The bench is the other side. Grunfeld’s wayward choices in the summer of 2016 — and at the trade deadline — still reverberate this season. He stunningly overpaid forward Andrew Nicholson, a move that has bitten the organization twice. In order to get out from under Nicholson’s contract, Grunfeld had to attach a first-round pick in the Feb. 22 trade for Bojan Bogdanovic. Nicholson is playing in China this season, enjoying the fruits of the $26 million Grunfeld committed to him. Bogdanovic was not re-signed. The ongoing result of the trade — which needed to be made because of prior bench decisions that did not work — is Chris McCullough, a non-rotation player, remaining on the roster.

Which again makes the bench a curiosity filled with flyers and the team’s one first-round pick of the last four years.

Washington spent its 2017 second-round pick in a trade for point guard Tim Frazier.
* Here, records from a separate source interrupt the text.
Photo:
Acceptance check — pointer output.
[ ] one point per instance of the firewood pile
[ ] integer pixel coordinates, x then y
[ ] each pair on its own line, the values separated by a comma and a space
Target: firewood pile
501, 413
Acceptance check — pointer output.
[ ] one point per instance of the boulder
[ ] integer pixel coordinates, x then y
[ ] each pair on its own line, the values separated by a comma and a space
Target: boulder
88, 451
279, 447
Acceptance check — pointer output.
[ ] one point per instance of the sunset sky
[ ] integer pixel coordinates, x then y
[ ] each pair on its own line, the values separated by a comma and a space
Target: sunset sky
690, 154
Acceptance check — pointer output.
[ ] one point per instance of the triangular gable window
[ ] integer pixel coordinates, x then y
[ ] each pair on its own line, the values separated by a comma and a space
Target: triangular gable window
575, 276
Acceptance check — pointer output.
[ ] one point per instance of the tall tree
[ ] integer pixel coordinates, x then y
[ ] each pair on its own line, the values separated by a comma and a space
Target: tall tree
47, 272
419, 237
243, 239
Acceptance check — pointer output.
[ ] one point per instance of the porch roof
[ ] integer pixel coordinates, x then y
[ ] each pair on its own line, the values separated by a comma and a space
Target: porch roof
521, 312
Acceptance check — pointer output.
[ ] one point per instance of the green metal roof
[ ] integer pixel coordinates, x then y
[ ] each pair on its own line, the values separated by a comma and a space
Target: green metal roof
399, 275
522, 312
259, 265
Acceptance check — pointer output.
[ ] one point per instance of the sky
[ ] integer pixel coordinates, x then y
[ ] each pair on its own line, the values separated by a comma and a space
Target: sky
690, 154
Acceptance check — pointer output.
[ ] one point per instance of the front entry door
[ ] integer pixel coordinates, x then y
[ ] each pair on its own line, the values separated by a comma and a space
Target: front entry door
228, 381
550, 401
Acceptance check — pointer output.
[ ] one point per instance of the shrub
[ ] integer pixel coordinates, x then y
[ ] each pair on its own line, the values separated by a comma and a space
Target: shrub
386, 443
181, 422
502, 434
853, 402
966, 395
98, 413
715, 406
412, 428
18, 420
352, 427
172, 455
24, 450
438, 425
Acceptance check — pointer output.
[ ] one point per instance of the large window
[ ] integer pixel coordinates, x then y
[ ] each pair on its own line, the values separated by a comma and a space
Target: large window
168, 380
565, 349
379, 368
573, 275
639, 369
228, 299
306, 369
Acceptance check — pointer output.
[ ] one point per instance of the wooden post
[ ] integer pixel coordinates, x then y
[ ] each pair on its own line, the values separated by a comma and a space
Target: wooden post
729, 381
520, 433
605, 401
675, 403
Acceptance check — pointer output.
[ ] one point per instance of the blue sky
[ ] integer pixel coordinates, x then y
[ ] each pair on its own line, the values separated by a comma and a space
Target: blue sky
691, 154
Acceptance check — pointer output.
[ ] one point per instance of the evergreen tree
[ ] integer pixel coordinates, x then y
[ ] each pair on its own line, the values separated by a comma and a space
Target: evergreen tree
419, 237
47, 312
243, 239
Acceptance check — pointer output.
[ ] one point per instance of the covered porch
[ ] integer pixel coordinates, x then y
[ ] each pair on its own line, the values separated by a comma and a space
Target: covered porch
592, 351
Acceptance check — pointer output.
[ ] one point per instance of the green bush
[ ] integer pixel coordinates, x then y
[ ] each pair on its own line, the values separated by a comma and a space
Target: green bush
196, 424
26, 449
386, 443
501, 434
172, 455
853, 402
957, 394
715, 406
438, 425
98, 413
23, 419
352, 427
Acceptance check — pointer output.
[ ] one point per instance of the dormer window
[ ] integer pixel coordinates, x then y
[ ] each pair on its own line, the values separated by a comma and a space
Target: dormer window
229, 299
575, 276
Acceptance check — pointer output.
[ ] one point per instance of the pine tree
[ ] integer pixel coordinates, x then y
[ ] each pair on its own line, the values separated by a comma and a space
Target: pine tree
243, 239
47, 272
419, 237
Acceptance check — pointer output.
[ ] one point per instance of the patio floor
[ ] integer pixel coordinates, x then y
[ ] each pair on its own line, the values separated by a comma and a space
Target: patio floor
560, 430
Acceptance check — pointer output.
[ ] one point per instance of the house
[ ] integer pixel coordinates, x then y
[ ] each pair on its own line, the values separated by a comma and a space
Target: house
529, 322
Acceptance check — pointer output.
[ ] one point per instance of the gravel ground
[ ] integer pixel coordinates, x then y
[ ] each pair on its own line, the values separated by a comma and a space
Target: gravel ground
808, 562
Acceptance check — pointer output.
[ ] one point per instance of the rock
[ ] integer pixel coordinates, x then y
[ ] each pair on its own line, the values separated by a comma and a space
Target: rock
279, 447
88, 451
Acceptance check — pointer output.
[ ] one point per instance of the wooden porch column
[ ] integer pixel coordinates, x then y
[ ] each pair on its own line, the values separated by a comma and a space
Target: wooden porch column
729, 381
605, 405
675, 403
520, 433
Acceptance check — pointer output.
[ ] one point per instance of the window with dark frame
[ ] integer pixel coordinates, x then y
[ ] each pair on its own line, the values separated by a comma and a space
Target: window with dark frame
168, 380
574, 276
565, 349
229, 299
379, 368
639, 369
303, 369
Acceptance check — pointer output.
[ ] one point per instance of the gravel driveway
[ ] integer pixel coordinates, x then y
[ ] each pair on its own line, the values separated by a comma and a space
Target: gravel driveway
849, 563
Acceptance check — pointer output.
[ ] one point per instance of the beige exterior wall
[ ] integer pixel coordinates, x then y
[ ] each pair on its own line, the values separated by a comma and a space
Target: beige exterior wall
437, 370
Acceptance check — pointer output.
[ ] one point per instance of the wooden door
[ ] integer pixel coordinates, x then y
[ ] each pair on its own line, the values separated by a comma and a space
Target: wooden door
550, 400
He played a career-high 65 games last season for the New Orleans Pelicans. How he plays will largely determine how often Wall can sit down during the regular season. Each minute, starting in Game 1 Wednesday, will count toward what Wall has left in the postseason.

Shooting guard Jodie Meeks has played a total of 39 games in the last two seasons combined. He is Bradley Beal’s primary backup at the start of the season. Meeks could even mix in with the starters if Brooks uses a smaller lineup.

After eight seasons in the league, during which Meeks has been a starter and bench player, he understands how necessary it is for the bench to back a starting group that was ninth in the league in net rating last season. The bench was 23rd.

“As a bench, [we want to] come in and dominate the other team’s bench,” Meeks said. “The better we play, the less stress we have to put on the starters.”

Mahinmi’s health following a season filled with knee problems is also key. Washington waived its third big man, second-year center Daniel Ochefu, leaving Mahinmi and Marcin Gortat as the lone true centers on the team.

Then, finally, there is weight on Oubre. He remains a lanky project who the coaching staff is trying to convince to be defense-first. Oubre altered the release position on his jump shot in the offseason. After shooting just 28.7 percent from behind the 3-point line last season, something needed to change. He also worked on his ball-handling. Just 21, Oubre’s offense still requires heavy work.

“With him and when I work with him and continue to develop his game, it’s always giving him a little bit, then maybe taking some of it back, then giving him a little bit more,” Brooks said. “It’s incremental steps. There’s sometimes you scratch your head, some of his decisions [made when] he’s dribbling the ball in between two or three guys and you think he should see that. Those are great examples and I use that as great examples to teach him during the film sessions with our coaches to get some dialogue going.

“I like what Kelly has done over the last year when I’ve been with him.”

Last season, Wall averaged 36.4 minutes per game, the most since his rookie season. Tuesday, Brooks was asked about how much he would like to play Wall during the regular season. He said he would like to shave that total by a couple minutes, if possible. It’s the same answer he gave repeatedly last season, month after month, until Wall raised his hand asking for relief in Game 7.